I wasn’t that impressed by “Christopher and His Kind“, the BBC adaptation of Isherwood’s memoir of his years sampling the decadent and permissive nightlife of Weimar Berlin. (This was a period that gave him the material for two novels and a play, and the play was later adapted into the musical/film “Cabaret”.) Matt Smith was excellent as Isherwood; he got the voice and the mannerisms exactly right. Toby Jones, an actor who would find it impossible to turn in anything less than a superb performance, was wonderfully sinister and sleazy as Gerald Hamilton, the original of Mr Norris in Isherwood’s 1935 novel “Mr Norris Changes Trains”. Imogen Poots (that’s her real name … ) brought both fragility and toughness to the role of the free-spirited cabaret singer Jean Ross, and the only false note in the casting was struck by Pip Carter as WH Auden, who captured the poet’s acerbity well, but none of his kindness. A missed chance to explore a person of inestimable importance in Isherwood’s life, as Isherwood was in Auden’s. (I only started reading Auden about a year ago, but no writer has meant as much to me so quickly. I was nervous to see how he was going to be portrayed. )
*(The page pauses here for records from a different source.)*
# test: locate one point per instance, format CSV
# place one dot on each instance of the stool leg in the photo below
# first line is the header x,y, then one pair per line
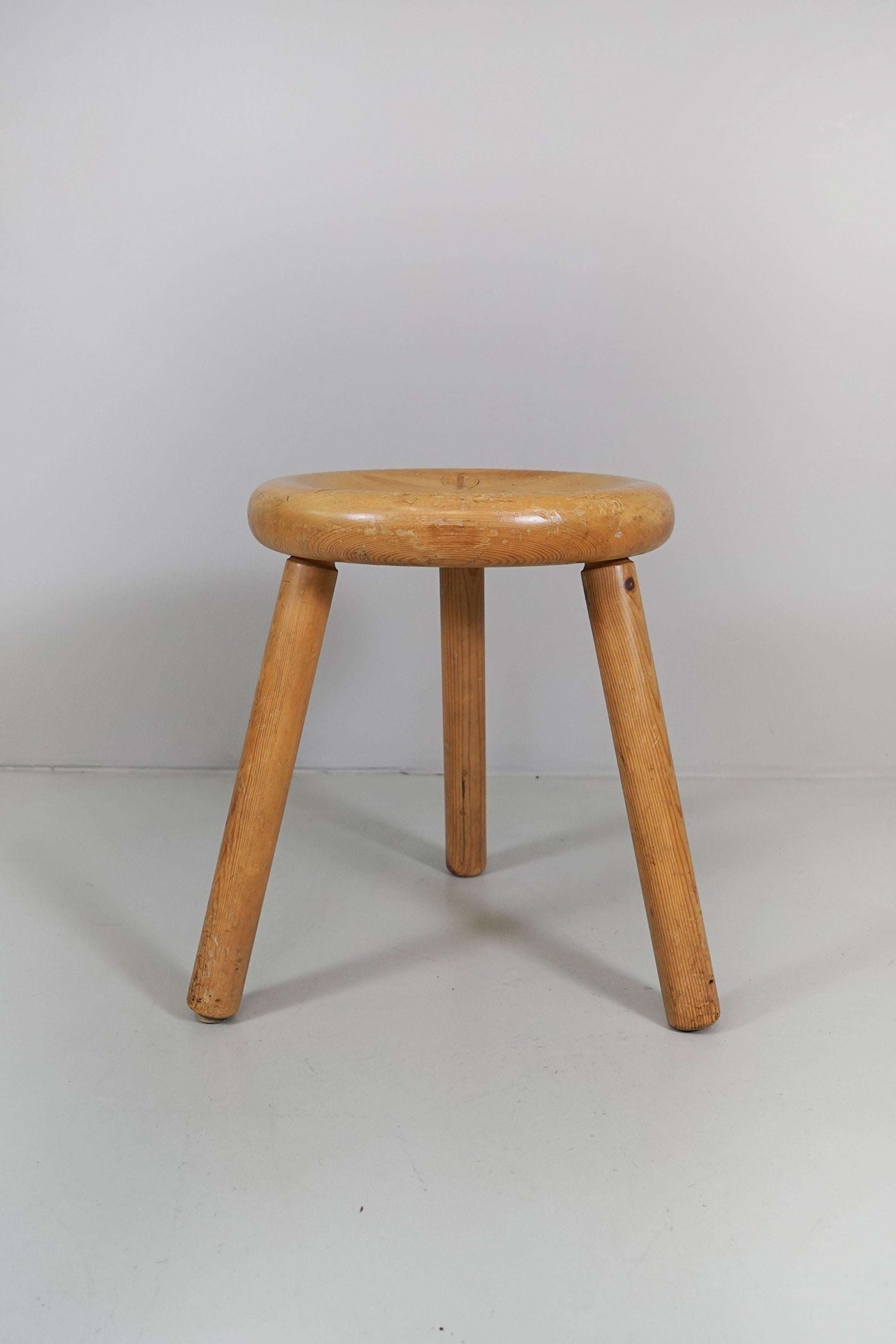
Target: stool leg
x,y
463,595
652,795
261,788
The cast couldn’t completely save what was a serviceable enough dramatisation, but the frequent lapses into farce (was there really oompah music during one of the sex scenes? Or did I imagine it?) made the whole thing descend into panto at times. Also, this period is so culturally familiar, and has been worked over so many times, by Isherwood himself, by Kander and Ebb, by Hollywood, that the BBC could as well have made an adaptation of “Mr Norris Changes Trains”, or “Goodbye to Berlin” – much of it is interchangeable. This isn’t a criticism in itself, but a more original take on Isherwood and (especially) Auden would have been welcome. Still, as another instalment in the BBC’s “Year of Books”, this was at least a bold attempt at doing something different. I’ve only ever read “Mr Norris” by Isherwood, and have promised myself that I will have to read more by him. If drama like this turns the audience towards the writer’s works, then it has more than done its job.
Next weekend on the BBC is a two-part adaptation of DH Lawrence’s “The Rainbow” and “Women in Love”. By taking Lawrence’s two, linked novels as one, it might be possible to do something bold and original with the adaptation in a way that wasn’t really achieved with “Christopher and His Kind”. Typically though, it’s being hidden away on BBC4. I wonder if Matt Smith (AKA “The Doctor”) hadn’t been playing Isherwood, would it still have found a home on mainstream BBC2?